As canções: partida saudosa, eu e ela e a saudade;  amor de mãe(seu primeiro poema); anos perdidos; falando só; a dor da saudade; merecimento da criança; o adeus de Toinho Gonçalves; Lembrança da minha infância; sofrimentos do camponês; sábado do Senhor; o padre, o pastor e o dinheiro, dentre outros, escreveram o seu nome no livro da posteridade da arte poética.

É comum, quando um Nordestino desgarrado retorna ao seu torrão natal, perguntar aos seus parentes: Seu Mané Pêdo ainda é vivo?.

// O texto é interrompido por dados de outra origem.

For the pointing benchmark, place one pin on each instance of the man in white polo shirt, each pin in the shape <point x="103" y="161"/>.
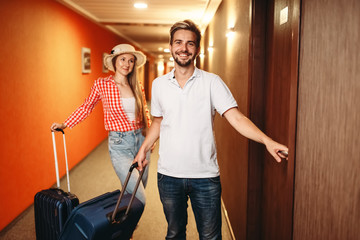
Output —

A cidade de Belo Jardim sempre se orgulhou desse filho ilustre, que no dia 10 de fevereiro de 2014, completou 93 anos de idade. Hoje, com o peso dos anos, a saúde abalada, reside na capital pernambucana e não canta mais. A nossa maior estrela, por imposição do destino, se contenta apenas em ouvir aqueles que estão trilhando o caminho que ele desbravou. Os filhos, que ele sempre se orgulhou de ter criado e educado no BRAÇO DA VIOLA, reconheceram o seu esforço e cuidam dele com amor, carinho e dedicação.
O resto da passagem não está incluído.